Business Standard

Benefits for property sellers

BUILDING SUPPORT

- TINESH BHASIN

The rationalis­ation of property-related taxes is the most significan­t sop that Finance Minister Piyush Goyal offered in his Interim Budget. Now, an individual can declare two houses as self-occupied instead of just one earlier. Also, on selling a house property, a taxpayer can invest the proceeds in two houses and still get the long-term capital gains (LTCG) tax benefit. Earlier, the benefit was available for only one house.

The caveats when claiming the LTCG benefit is that the total capital gains have to be up to ~2 crore. Also, the benefit can be claimed only once in a lifetime. The changes in the tax laws benefit families who want to sell one big property and buy two separate houses to settle children or during the partition of the family assets. It also benefits individual­s who live in metros such as Mumbai and Delhi where property prices are much higher compared to the rest of the country. “Many bungalow owners also sell their house to a developer for constructi­on of a building. In return, the developer gives them two apartments. Such property owners will also get the tax benefit,” says Suresh Surana, founder, RSM Astute Consulting Group.

The other conditions to get the tax benefit remain the same. The house has to be held for long-term – over two years. The seller needs to purchase a residentia­l house either one year before the date of sale/transfer or two years after the date of sale/transfer. In case the seller is constructi­ng a house, the seller has an extended time, that is, he will have to construct the residentia­l house within three years from the date of sale/transfer.
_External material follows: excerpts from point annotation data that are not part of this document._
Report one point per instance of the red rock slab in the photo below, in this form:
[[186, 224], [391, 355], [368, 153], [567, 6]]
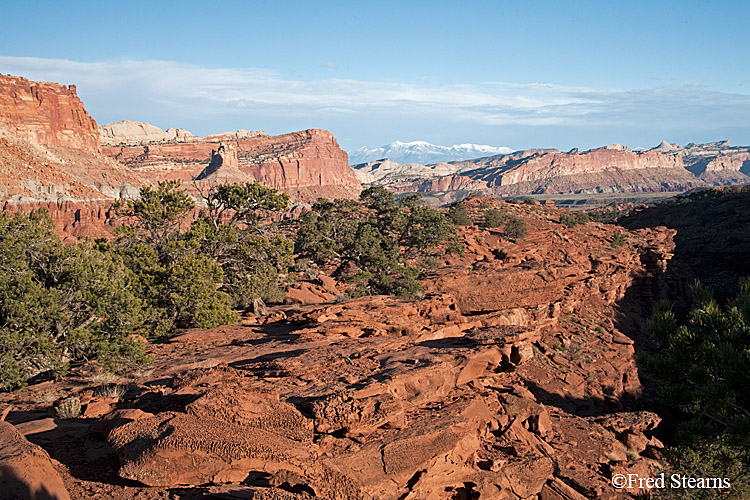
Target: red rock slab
[[253, 409], [26, 471], [438, 444], [173, 449]]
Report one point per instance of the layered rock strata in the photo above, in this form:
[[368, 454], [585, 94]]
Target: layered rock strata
[[46, 113], [305, 164], [612, 169]]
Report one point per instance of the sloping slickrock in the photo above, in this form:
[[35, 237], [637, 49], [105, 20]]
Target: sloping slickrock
[[255, 410], [25, 469], [182, 449]]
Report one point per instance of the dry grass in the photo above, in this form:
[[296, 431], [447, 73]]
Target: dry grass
[[103, 378], [111, 391], [69, 408]]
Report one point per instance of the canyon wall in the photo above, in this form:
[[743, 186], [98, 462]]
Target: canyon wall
[[46, 113], [305, 164], [612, 169]]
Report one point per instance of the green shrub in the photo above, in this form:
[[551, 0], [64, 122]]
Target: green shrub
[[381, 248], [61, 303], [515, 229], [702, 367], [69, 408], [618, 239], [459, 215], [574, 219], [494, 218]]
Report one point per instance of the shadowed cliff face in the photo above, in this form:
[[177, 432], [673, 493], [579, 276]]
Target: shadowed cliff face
[[46, 113], [713, 234], [50, 155], [310, 160]]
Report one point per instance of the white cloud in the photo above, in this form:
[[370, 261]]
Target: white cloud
[[171, 93]]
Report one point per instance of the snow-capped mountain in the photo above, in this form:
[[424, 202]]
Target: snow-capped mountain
[[424, 152]]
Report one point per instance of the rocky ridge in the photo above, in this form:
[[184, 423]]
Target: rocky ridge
[[611, 169], [520, 391], [305, 164], [46, 113], [50, 154]]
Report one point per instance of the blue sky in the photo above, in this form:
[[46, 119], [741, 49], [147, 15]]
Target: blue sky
[[517, 74]]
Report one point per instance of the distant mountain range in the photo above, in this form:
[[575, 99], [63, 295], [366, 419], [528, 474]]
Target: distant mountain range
[[609, 169], [423, 152]]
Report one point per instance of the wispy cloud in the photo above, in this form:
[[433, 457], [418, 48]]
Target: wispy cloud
[[140, 90]]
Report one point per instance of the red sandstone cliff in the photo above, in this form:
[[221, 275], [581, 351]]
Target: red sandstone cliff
[[306, 164], [46, 113], [605, 170]]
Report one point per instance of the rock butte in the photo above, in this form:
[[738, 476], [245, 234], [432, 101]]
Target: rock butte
[[50, 154]]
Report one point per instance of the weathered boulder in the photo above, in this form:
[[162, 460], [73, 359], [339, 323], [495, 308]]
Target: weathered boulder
[[26, 471]]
There is, however, no clarity on whether an individual can sell multiple houses and invest the gains in one property to get the tax benefit under Section 54F. While a few tax officers objected to this, many Income Tax Appellate Tribunals (ITAT) have allowed the taxpayer to avail the benefit in such cases as Section 54 is a beneficial provision. In most cases, ITAT allows the taxpayer to take the benefit in case of grey areas if he has fulfilled all other conditions mandated by the law. “The view of ITATs is that the assessing officer cannot put additional conditions,” says Naveen Wadhwa, a chartered accountant with Taxmann.com.

Wadhwa also points out that the benefit will not be available under Section 54F. Under this section, a taxpayer can sell any long-term asset and invest in a house to save long-term capital gains tax. Longterm capital assets include a plot of land, mutual funds, stocks, gold, and so on.

Besides LTCG tax relief, permitting taxpayers to declare two houses as selfoccupi­ed brings a huge relief. In many families, a couple stays in one house and buys another for parents or children. Until now, such taxpayers could choose to declare any one house as self-occupied. On the other one, they had to pay tax on the rent the house could have fetched if it was let out – which is termed as notional rent. Now, they can declare both the houses as self-occupied and don’t need to pay any tax.

The tax on notional rent has also been one of the frequently disputed provisions. In some specific cases, the income-tax laws gave relief to the property owner from paying tax if the second house was not let out. One such situation was when the owner couldn’t rent out the house. In such cases, the owner had to produce sufficient documentar­y evidence proving that he tried to let out the house, but he failed to do so despite all possible attempts. The tax officer often disputed the claim of the house owners and asked them to pay the relevant tax, which led to the taxpayer going into appeal against the order. The interim Budget announceme­nt could reduce such litigation. In addition, the tax deductible at source threshold for rent has been increased from ~1.8 lakh to ~2.4 lakh.